Gillian appeared beside them, silent as a tiger. “You’ll have to keep your voices down. The imp said they were near the stone at the top of the falls. The water will mask most of the noise but I don’t know what we’re facing yet. I’ll scout ahead when we’re closer.”

“Thanks.” Harold reached out to touch her, the gesture revealing more of his love for the vampire than a thousand words. She flashed him a smile and faded back into the darkness. He lowered his voice. “The waterfall is called Lover’s Leap. You’ll see it soon.”

“Do people jump from it?”

Harold shook his head. “Not generally, since it’s a fatal drop. When my grandfather built a footbridge over the falls it became the Laver’s Leat, then Lover’s Leap.” He shrugged. “A bit of local history.”

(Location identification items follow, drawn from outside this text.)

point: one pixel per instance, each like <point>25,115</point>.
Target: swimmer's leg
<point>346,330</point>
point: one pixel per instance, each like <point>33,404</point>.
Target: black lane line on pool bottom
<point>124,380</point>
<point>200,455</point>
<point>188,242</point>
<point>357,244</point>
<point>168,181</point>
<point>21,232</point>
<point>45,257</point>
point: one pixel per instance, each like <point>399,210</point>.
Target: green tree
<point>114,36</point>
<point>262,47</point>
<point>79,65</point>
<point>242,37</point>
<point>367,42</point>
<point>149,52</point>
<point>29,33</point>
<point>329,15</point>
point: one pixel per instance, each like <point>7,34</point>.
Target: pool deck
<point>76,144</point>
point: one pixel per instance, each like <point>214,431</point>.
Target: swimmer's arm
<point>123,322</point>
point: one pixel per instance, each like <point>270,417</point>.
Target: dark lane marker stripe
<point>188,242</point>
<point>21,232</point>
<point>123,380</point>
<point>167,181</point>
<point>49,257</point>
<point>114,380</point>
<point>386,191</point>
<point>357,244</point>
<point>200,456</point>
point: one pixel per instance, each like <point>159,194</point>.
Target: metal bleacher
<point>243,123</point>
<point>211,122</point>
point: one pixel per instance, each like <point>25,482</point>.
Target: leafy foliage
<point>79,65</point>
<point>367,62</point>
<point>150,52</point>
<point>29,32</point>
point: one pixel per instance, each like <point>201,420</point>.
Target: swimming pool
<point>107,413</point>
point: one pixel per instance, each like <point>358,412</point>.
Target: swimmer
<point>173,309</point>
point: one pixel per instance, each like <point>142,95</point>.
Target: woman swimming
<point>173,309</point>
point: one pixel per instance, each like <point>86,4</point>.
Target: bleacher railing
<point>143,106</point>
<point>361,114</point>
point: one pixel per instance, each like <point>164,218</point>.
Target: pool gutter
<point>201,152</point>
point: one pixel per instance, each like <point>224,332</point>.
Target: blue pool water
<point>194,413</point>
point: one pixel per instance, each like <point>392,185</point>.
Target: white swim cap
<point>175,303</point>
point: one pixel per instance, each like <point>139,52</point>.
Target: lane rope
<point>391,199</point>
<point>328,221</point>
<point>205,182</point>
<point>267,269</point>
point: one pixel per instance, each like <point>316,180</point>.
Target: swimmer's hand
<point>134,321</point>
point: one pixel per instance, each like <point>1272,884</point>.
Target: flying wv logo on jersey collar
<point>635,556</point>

Felicia felt the ground beneath her begin to rise.

“We had a suicide last year. The priest from the village. He was engaged in some less than priestly activities and chose to jump instead of bringing his church into disrepute. You’ve got to admire him for that, though they never found his body.”

“How do you know he jumped then?”

“They found his arm wedged in the rocks half way down.” Harold chuckled. “The trout were good last year.”

The roar of the waterfall grew deafening and Felicia paused to look over the edge. Hundreds of gallons of freezing water cascaded past her into the depths below. It was hard to believe they had climbed so high with such little effort.

The imps waited for them to catch up.

Jasfoup, his wings half unfolded, squatted on the track. “The leech has gone ahead. Give her a few minutes.”